デイリー・アップデート

2021年6月21日 (月)

[タイ] 6月16日付の現地報道によると、プラユット首相は15日、中央銀行を含む関連機関に対し家計債務問題への対応を強化するよう要請した。政府は、関連機関に対し、学生ローンや個人貸付、協同組合員の債務、中小企業の不良債権などについて救済を実施するなどの意向を示した。2020年の家計債務残高はGDP 比で89.3%(14兆バーツ)と前年の79.8%を約10ポイント上回った。

[フランス] 6月20日に行われた13地域圏の議会選挙(比例代表制)の第1回投票で、与党「共和国前進」が得票率約11%、政党別では第5位と惨敗した。国政の次に権力を持つといわれる地域圏議会で、2022年4~5月に予定されている大統領選の前哨戦とみられていたが、マクロン現大統領は次の選挙への出馬宣言もしないうちから逆風に見舞われている。一方、既存政党の共和党を中心とした右派連合は得票率29%と善戦。

[中国] 独立系シンクタンクのジャーマン・マーシャル・ファンドとベルテルスマン財団が11か国(米国+10か国の欧州諸国)の人々を対象に実施した世論調査「Transatlantic Trends 2021」を発表した。国際問題に対する中国の影響力が強まっているとみる人が増えている一方、アジア地域とは異なり、依然として米国の影響力が圧倒的に大きいとする見方が優勢であることが示された。また中国の影響力について否定的にみる意見が増えており、例えばドイツでは、昨年の50%から今年は67%に上昇した。

[イラン] 6月18日に大統領選挙が実施され、当初から有力候補とみられてきた保守強硬派のライーシ司法府長官(60歳)が61.95%の得票率で次期大統領に選出された。同氏はハメネイ最高指導者の後継者と目されている人物。しかし今回の選挙では、事前審査で穏健・改革派の有力候補が軒並み不適格とされたことで、国民の選挙に対する関心が低下し、投票率は48.8%と79年の革命以来最低の数字に落ち込んだ。今後、イランの内政・外交がより保守化し、欧米との関係は悪化するとみられている。

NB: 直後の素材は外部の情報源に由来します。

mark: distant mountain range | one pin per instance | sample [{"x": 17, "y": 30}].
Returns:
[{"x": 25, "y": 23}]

[ブラジル] 6月19日、保健省は国内での新型コロナウイルス感染による累計死者数が50万人を突破したと発表した。同省公表の感染者数統計では、新規感染者数が最近増大傾向にあり、先週金曜日時点で24時間以内の新規感染者数は9万8,000人以上を記録。ワクチン接種の遅れや変異株の感染拡大、これから冬を迎える季節的要因、ボルソナロ政権の不十分な新型コロナ対策等で今後さらなる感染拡大が感染症専門家らの間で懸念されている。

[アゼルバイジャン/トルコ] アゼルバイジャンのアリエフ大統領は、6月15-16日に来訪したトルコのエルドアン大統領とともに、両国が相互防衛を行うとした同盟関係に関する共同宣言を発表した。去年、係争地であるナゴルノカラバフ地域を巡ってアゼルバイジャンと軍事衝突したアルメニアや、その同盟国のロシアからは警戒感が強まりそうである。一方、アルメニアでは6月20日に議会選の投票が行われており、パシニャン首相は、昨年の紛争に敗北した責任を問われている。